To date, a variety of alopecia biomarkers have been discovered and validated for AA [8,18,35,36,37]. However, their exact pathogenic roles have not yet been fully studied. In the present study, decreased Erdr1 expression was observed in hair loss disorders, including AA, scarring alopecia, and traction alopecia. Epidermal and follicular downregulation of Erdr1 was observed in scarring alopecia and AA. In particular, significant downregulation of follicular Erdr1 was observed in AA, when compared to that in scarring alopecia. However, epidermal Erdr1 downregulation, not follicular Erdr1 downregulation, was found in traction alopecia. Based on these differences in the expression pattern of Erdr1, depending on disease entities, the level of Erdr1 might be used as a marker to diagnose hair loss disorders, along with clinicopathologic characteristics (Table 2). Significant downregulation of epidermal Erdr1 was especially observed in the poor response group of AA, when compared to that in the good response group. Therapeutic response in AA is difficult to predict, even when clincopathological correlation is used. Therefore, Erdr1 expression might have potential as a useful tool for predicting AA prognosis. Additional studies are needed to determine the possible relationships between Erdr1, inflammatory cascades, altered stress-related pathways, and hemoglobin-inducing capacity in hair loss disorders.

In conclusion, results revealed that Erdr1 expression was downregulated in alopecia. Our results suggest that Erdr1 is a novel molecule involved in the pathogenesis of various hair loss disorders.

4. Materials and Methods

4.1. Subjects

Clinical charts of patients with hair loss disorders who visited the outpatient dermatology department at Yeouido St. Mary’s Hospital from September 2013 to April 2016, were retrospectively reviewed in this study. Among them, specimens from 21 patients with hair loss disorders who had taken skin biopsies were retrieved. For comparison, scalp skin samples were taken from five healthy subjects. Patient demographics are summarized in Table 3. Among available records, data of AA patients who had received laboratory tests, including serum hemoglobin and ferritin measurements, were collected. This study was approved by the Ethics Committee of the Catholic University of Korea (SC16SISI0105). It was conducted according to the principles of the Declaration of Helsinki.

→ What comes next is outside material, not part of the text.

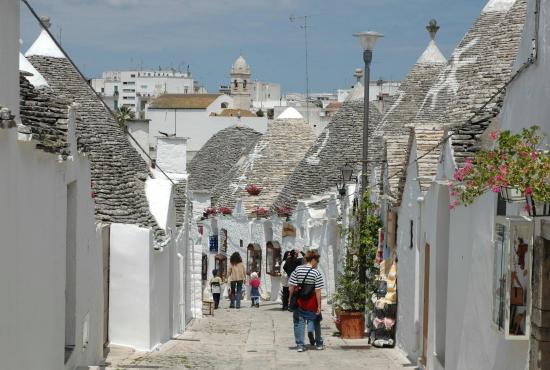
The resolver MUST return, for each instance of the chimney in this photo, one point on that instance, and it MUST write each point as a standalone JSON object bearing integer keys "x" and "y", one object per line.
{"x": 9, "y": 55}
{"x": 172, "y": 154}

4.2. Immunohistochemical Analyses

For immunohistochemical staining with the anti-Erdr1 antibody, formalin-fixed skin tissues embedded in paraffin were cut into serial sections, with a thickness of 6 µm. Formalin-fixed skin tissues embedded in paraffin were deparaffinized in xylene, and rehydrated in alcohol. These slides were incubated with hydrogen peroxide to eliminate endogenous peroxidases. Slides were then incubated with hydrogen peroxide to eliminate endogenous peroxidases. To retrieve antigens, a citrate buffer (10 nM, pH = 6) was used to autoclave slides under standard conditions for 10 min. A polygonal anti-Erdr1 antibody was produced in rabbit, immunized with a full-length recombinant His-tagged Erdr1 protein. Anti-Erdr1 antibody (diluted 1:1000) was used as a primary antibody. It was incubated with slides overnight at 4 °C in a wet chamber. To detect the antigen, a streptavidin-biotin-peroxidase detection system (Cap-plus Detection Kit; Invitrogen, Carlsbad, CA, USA) was used. 3-amino-9-ethylcarbazole was used as the chromogen. As a negative control, normal rabbit immunoglobulin G (IgG) (Zymed Laboratories, San Francisco, CA, USA) was used.

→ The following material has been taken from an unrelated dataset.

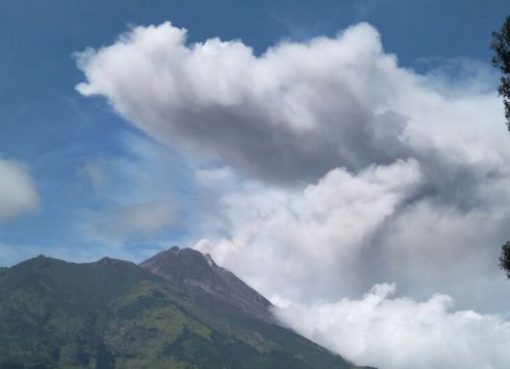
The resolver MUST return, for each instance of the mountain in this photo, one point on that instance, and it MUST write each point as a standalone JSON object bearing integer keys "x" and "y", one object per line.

4.3. Quantitative Digital Analysis for Erdr1 Expression

To quantitatively measure the level of Erdr1 expression, a Panoramic Scan™ slide scanner (3D HISTECH, Budapest, Hungary) was used. The degree of expression was assessed with the DensitoQuant application component of Pannoramic Viewer software™ (3D HISTECH). Before analysis, sample RGB values for cells were manually set. DensitoQuant™ (3DHISTECH Ltd., Budapest, Hungary) was then used to automatically assess the intensity of immunostained-positive cells, and presented them in different coloured images based on the expression intensity, as follows: weak positive (yellow), moderate positive (orange), strong positive (red), negative nuclei (blue), and negative pixels (white). Based on different colour intensities, the H (‘histological’) scores were then calculated using the following equation: H score = 1 × (% cells 1+) + 2 × (% cells 2+) + 3 × (% cells 3+); 0 = negative staining, 1+ = weak staining, 2+ = moderate staining, 3+ = strong staining [28].

4.4. Statistics

IBM SPSS version 21.0 (SPSS Inc., Chicago, IL, USA) was used for all statistical analyses. Means and the standard error of means (SEM) were used to determine baseline characteristics of the study population. Statistical analyses were performed with Mann-Whitney and Spearman’s rank tests. Statistical significance was considered when the p-value was less than 0.05.

Acknowledgments

This research was supported by the Basic Science Research program and Creative Materials Discovery Program through the National Research Foundation of Korea (NRF), which is funded by the Ministry of Education, Science, and Technology, and the Ministry of Science, ICT, and Future Planning (2015R1C1A2A01055073, 2016M3D1A1021387).

Author Contributions

Yu Ri Woo analyzed the data, and wrote the manuscript; Sewon Hwang and Seo Won Jeong performed the research; Dae Ho Cho conducted the review and rewrote the manuscript; Hyun Jeong Park contributed to the design, review and revision of the manuscript.

Conflicts of Interest

The authors declare no conflicts of interest.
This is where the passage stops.